Often devs will think a feature requires a much higher version than it actually needs. One example is the wearable libraries, which have propagated to as low as 4.4 (SDK 19), so if the feature is only a convenience you can target the lowest possible SDK to increase your audience.
The most important constraint is not to use the NDK unless you have absolutely no other option. Twitter devs need to learn this but they won't listen.
The NDK can bypass everything, even built in libraries that are required for device compatibility. Devices are not identical in avalailability of systems, they have not been since the first Pentium computers were sold.
The NDK is only useful if you are targeting specific systems, like the GPU, in specialized ways that require intense CPU processes. Any other time it is not only useless, it can make an app useless.

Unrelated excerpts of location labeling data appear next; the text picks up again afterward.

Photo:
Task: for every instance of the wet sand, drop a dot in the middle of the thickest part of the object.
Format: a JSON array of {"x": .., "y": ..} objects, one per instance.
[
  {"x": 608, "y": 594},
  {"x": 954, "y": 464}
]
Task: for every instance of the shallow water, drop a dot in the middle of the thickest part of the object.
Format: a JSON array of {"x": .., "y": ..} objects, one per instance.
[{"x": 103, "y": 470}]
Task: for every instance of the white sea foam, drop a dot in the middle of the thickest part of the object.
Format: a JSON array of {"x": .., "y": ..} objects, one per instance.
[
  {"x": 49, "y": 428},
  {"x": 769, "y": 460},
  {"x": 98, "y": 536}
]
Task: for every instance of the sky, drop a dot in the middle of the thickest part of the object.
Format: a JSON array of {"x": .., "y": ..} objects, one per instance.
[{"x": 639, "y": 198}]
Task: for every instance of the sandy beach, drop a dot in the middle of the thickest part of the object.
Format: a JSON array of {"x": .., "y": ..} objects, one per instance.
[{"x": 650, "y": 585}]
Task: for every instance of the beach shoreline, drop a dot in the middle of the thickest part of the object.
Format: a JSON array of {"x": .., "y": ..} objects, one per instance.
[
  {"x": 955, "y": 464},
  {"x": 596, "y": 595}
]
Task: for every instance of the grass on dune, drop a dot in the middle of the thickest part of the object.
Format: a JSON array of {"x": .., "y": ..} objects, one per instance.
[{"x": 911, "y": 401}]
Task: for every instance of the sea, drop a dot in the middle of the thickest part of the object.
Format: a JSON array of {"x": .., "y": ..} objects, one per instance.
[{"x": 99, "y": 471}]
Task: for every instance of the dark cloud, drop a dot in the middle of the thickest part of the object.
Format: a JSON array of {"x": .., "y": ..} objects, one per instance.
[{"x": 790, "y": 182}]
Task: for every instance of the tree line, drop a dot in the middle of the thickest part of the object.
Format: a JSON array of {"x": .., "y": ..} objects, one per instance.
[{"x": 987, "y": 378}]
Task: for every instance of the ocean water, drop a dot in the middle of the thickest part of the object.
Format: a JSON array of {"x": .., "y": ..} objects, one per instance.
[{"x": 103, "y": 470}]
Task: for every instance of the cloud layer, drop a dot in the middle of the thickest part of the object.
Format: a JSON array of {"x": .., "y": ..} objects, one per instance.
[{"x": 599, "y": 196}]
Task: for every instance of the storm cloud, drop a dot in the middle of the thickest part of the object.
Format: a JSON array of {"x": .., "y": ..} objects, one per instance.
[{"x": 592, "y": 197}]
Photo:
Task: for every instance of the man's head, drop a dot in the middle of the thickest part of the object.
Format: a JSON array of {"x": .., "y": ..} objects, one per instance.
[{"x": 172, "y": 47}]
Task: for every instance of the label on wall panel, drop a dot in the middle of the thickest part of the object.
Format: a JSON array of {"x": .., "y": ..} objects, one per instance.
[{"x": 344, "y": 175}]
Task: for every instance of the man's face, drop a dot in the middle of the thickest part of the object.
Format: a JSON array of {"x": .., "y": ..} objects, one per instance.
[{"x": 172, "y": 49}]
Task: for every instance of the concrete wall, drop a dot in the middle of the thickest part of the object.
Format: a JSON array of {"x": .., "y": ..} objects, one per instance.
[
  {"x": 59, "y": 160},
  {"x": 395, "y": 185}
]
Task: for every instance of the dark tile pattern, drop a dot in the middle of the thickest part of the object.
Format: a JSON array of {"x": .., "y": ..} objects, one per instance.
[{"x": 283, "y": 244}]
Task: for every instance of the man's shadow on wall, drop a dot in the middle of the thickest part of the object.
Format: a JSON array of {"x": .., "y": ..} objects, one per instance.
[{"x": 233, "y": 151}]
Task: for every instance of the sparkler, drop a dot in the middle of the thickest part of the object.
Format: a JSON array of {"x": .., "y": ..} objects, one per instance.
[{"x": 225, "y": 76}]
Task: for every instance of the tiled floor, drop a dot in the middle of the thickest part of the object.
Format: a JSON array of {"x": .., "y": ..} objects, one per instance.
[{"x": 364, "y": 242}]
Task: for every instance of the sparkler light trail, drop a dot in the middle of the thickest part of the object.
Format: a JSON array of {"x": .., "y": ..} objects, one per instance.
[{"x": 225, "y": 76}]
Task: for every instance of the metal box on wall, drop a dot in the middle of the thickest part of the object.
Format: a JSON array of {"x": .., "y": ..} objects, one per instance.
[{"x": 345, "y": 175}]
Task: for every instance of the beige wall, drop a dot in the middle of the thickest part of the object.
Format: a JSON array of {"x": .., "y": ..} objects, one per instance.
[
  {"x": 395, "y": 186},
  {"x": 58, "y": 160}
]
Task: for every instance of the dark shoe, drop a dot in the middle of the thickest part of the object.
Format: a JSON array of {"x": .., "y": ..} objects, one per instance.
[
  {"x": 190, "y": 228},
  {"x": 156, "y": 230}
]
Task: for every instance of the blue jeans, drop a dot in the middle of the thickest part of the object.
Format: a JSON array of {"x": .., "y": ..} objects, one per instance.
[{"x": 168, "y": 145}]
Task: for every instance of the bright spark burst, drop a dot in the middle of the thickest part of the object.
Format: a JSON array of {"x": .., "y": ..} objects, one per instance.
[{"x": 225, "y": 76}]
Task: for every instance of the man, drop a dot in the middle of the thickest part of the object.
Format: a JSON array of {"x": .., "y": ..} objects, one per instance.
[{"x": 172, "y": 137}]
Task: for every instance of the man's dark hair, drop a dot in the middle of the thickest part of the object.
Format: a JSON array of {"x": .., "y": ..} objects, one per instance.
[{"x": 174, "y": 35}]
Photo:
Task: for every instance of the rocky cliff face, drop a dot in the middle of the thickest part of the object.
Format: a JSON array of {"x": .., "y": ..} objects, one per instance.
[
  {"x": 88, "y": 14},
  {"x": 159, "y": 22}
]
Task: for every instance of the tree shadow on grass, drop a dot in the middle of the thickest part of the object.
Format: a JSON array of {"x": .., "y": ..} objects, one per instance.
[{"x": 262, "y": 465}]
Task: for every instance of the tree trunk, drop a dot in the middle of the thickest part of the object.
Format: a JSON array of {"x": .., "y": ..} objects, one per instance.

Yes, realtime, OpenGL or editing, multimedia is the only valid use for the NDK at this time. Anything that has an Android library should use that library only if you want your app to not suck.
Ensure your manifest is complete and perfect, if your app requires a specific feature then make sure the manifest knows this. Do not overload the widgets, or create simple widgets that display images which store the least frequently updated displays.
An example, if you have three widgets overlapping that are never updated after loading, use a software image, paint it once, then use one widget to display the result. Layered widgets get refreshed any time their parent is, which triggers a refresh of all widgets those overlap.
Again I remind you, keep it simple. Make sure all classes have only the includes they need, even they are not used all include lines are linked, this is the most common and devastating error in any Java language.
The final constraint is to test, test, test. You can never test an app too much, but it's easy to test an app too little.